OPINIÃO POLÍTICA

O sistema prisional

Ivan de Carvalho

Logo após o STF fixar para os réus José Dirceu e Delúbio Soares penas de prisão superiores a oito anos, o também petista José Eduardo Cardozo, ministro da Justiça, declarou que as prisões brasileiras são “medievais” e que, a passar muitos anos encerrado em alguma delas, preferiria morrer – não teria a menor dúvida.

Bem, as prisões brasileiras são “medievais” mesmo. E, como assinala em artigo publicado ontem o jornalista Carlos Brickmann, o PT está no governo desde o início de 2003, mas só agora resolve criticar as condições carcerárias.
Os governos do PT herdaram de todos os outros essas condições carcerárias “medievais”, desumanas e nada fizeram para modernizá-las e humanizá-las. E vem agora José Eduardo Cardozo e proclama a situação absurda, que em grande parte é de sua responsabilidade, pois é ele o ministro da Justiça.

Mas, nota Brickmann, José Eduardo Cardozo não parecia até recentemente muito preocupado com o problema – da verba disponível para presídios em 2012, o ministro da Justiça usou apenas 20 por cento.
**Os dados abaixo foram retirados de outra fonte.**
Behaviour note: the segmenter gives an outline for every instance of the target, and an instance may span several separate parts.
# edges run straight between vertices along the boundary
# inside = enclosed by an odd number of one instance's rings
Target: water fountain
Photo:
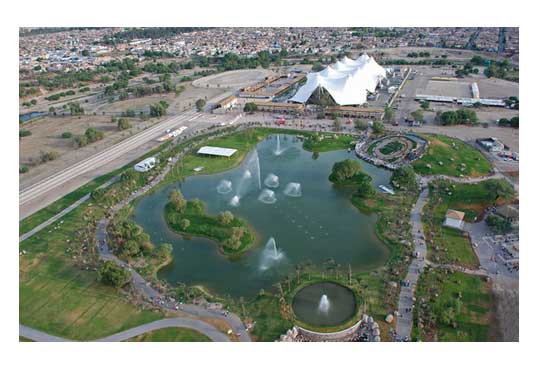
[[[264,251],[262,251],[262,259],[260,262],[260,270],[267,270],[272,265],[278,263],[284,257],[284,253],[277,249],[277,243],[273,237],[270,237]]]
[[[227,193],[232,192],[232,182],[223,179],[221,182],[219,182],[219,185],[217,186],[217,192],[221,195],[226,195]]]
[[[255,149],[253,151],[253,153],[249,157],[249,160],[247,160],[246,167],[251,174],[254,174],[256,176],[255,179],[258,183],[258,189],[262,189],[262,180],[260,179],[260,159],[258,158],[258,150]]]
[[[270,173],[270,174],[268,174],[268,176],[264,180],[264,184],[267,187],[270,187],[270,188],[277,188],[277,187],[279,187],[279,177],[277,177],[273,173]]]
[[[297,182],[290,182],[284,189],[284,194],[290,197],[301,197],[301,184]]]
[[[235,195],[230,199],[230,205],[234,207],[240,206],[240,197],[238,195]]]
[[[264,188],[258,196],[258,201],[263,202],[264,204],[275,204],[277,198],[275,197],[275,192]]]
[[[324,314],[327,314],[329,311],[330,303],[327,295],[322,295],[320,298],[320,303],[318,304],[318,310]]]
[[[277,156],[281,155],[283,152],[285,152],[286,149],[281,149],[281,140],[279,139],[279,135],[277,135],[277,147],[273,151],[273,153]]]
Os outros 80 por cento “dariam para construir oito novos presídios dentro das modernas condições que agora ele considera necessárias”.

Peço licença para, ante o que não foi feito e o que foi dito pela autoridade (in)competente, mais uma vez citar Brickmann, que com refinada ironia encerrou seu artigo – “Diante das declarações do ministro José Eduardo Cardozo sobre o sistema prisional, só resta uma pergunta: que é que ele faria se estivesse no Governo?”.
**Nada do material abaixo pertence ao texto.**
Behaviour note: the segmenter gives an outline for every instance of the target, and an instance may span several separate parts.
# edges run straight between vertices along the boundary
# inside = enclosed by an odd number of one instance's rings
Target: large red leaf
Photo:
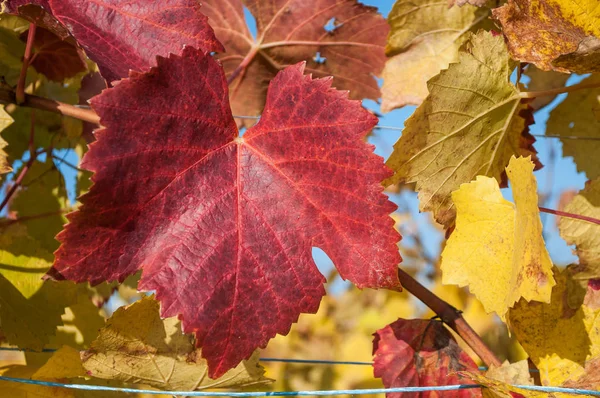
[[[6,0],[5,4],[9,12],[24,17],[34,9],[19,7],[43,6],[67,27],[109,82],[127,77],[129,69],[147,70],[157,55],[178,54],[185,45],[223,49],[197,0]]]
[[[243,137],[223,69],[192,48],[92,99],[94,185],[50,275],[98,283],[142,268],[140,289],[196,333],[211,377],[317,310],[313,246],[359,287],[399,288],[390,171],[363,140],[377,119],[303,69],[277,75]]]
[[[398,319],[378,330],[373,341],[375,377],[386,388],[472,384],[456,374],[477,372],[477,365],[456,343],[443,323],[426,319]],[[403,397],[481,397],[481,390],[389,393],[388,398]]]
[[[254,15],[257,40],[244,19],[243,5]],[[352,98],[377,99],[373,75],[383,69],[389,31],[373,7],[356,0],[203,0],[217,38],[227,76],[243,64],[230,85],[234,115],[258,115],[269,81],[288,65],[306,61],[308,72],[334,77],[333,85]],[[326,29],[326,25],[329,25]],[[320,57],[317,57],[317,53]]]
O governo (federal, estaduais) não dá importância à construção de presídios, ao aumento do número de vagas nas prisões. A sociedade brasileira, até aqui, não tem cobrado isto. Então, o governo supõe que a melhoria das condições carcerárias e o aumento do número de vagas não são coisas que somam política e eleitoralmente. Assim, não se sente pressionado a trabalhar seriamente no setor.
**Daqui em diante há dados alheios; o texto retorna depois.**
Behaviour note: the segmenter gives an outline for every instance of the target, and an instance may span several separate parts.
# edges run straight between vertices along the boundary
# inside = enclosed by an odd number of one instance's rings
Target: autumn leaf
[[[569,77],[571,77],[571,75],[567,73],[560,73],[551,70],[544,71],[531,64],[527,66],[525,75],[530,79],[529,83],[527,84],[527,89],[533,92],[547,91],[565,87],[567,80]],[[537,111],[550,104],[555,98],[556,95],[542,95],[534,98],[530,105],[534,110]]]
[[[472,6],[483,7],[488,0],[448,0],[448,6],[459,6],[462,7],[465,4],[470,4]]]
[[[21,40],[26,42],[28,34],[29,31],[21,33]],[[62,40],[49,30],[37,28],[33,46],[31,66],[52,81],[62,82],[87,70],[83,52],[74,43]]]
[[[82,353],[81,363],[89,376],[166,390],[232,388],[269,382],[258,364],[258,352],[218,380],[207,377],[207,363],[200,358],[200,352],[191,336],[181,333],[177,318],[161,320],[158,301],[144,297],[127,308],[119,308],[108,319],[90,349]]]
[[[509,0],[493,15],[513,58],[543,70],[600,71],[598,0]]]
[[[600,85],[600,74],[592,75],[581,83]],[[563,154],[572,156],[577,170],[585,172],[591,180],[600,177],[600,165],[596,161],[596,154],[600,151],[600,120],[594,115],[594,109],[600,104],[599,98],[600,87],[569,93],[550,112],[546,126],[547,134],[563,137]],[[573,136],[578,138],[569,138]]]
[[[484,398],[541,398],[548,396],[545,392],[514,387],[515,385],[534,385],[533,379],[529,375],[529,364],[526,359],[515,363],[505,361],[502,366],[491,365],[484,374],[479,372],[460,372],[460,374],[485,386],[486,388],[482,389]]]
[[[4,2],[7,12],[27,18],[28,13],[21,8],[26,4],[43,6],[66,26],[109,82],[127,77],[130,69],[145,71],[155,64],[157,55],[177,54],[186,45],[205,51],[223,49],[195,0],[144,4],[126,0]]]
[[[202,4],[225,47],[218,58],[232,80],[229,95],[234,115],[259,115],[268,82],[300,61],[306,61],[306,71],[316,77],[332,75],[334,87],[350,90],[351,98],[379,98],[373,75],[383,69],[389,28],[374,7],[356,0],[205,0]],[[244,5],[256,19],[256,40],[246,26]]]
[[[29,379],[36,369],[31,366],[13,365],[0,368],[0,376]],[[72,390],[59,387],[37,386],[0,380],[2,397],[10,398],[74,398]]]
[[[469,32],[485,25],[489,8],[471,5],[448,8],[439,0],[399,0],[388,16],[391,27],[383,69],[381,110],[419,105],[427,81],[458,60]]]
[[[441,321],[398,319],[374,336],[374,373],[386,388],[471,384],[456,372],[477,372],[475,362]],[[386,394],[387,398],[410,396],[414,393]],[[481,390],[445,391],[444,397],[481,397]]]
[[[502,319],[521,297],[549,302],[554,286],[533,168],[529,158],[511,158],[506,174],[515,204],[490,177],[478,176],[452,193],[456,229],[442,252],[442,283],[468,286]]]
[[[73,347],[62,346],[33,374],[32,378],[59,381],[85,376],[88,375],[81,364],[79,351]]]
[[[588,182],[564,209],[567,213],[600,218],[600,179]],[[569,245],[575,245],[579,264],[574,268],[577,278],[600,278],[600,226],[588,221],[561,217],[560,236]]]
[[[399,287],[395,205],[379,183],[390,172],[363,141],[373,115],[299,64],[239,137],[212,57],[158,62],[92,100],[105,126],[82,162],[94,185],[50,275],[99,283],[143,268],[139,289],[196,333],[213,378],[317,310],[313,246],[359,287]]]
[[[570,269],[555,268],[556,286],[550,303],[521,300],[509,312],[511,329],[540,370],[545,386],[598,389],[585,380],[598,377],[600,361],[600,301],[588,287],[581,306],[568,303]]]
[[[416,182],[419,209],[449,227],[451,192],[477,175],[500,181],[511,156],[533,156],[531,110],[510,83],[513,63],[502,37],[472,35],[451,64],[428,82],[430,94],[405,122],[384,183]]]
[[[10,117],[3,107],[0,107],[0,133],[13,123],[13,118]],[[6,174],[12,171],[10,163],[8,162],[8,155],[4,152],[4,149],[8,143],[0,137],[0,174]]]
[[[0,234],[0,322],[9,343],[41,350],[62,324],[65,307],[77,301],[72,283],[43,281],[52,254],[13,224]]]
Mas com isto o governo complica as coisas, inclusive a segurança pública. As prisões “medievais” são verdadeiras universidades do crime. Muitos mandados
de prisão, muitos milhares, não são cumpridos porque não há lugar para colocar os presos. Lá dentro, criminosos de baixa periculosidade fazem bacharelado e doutorado em crimes mais graves. Lá dentro cometem-se crimes impunemente, inclusive contra a dignidade e a integridade física das pessoas (aconteceu, estranhamente, com Marcos Valério, o do Mensalão), consentidos pelos agentes de presídio, que não recebem orientação em contrário (eventualmente podem até receber orientação para estimular) da administração de cada presídio.

A administração de cada presídio, por sua vez, não recebe ordens superiores para combater os crimes internos, em verdade um combate muito difícil – mas parcialmente possível – sob as condições carcerárias existentes. Até uma parte da mídia, geralmente televisiva, se encarrega, por exemplo, de ameaçar suspeitos de cometerem estupro com a previsão pública de que serão “estuprados” – apesar da impropriedade técnica do termo neste caso – na prisão. E isto independente até da garantia de presunção de inocência, quando não hajam sido julgados ainda. Aliás, o atentado violento ao pudor não atinge somente os suspeitos ou condenados por estupro. Como é que os governos, as autoridades carcerárias de dentro e de fora das prisões ficam inertes diante disto.

De resto, de dentro das prisões é que saem – via telefone celular ou por outras vias – ordens de chefes do crime organizado para execução de crimes do lado de fora. Presos não podem dispor de telefones celulares. Mas dispõem. E querem autoridades “bloquear o sinal” e se queixam de que não podem. Ora, tirem os celulares que estão dentro e não deixem entrar outros. Que tal detetores de metal fixos e móveis, entre outras providências?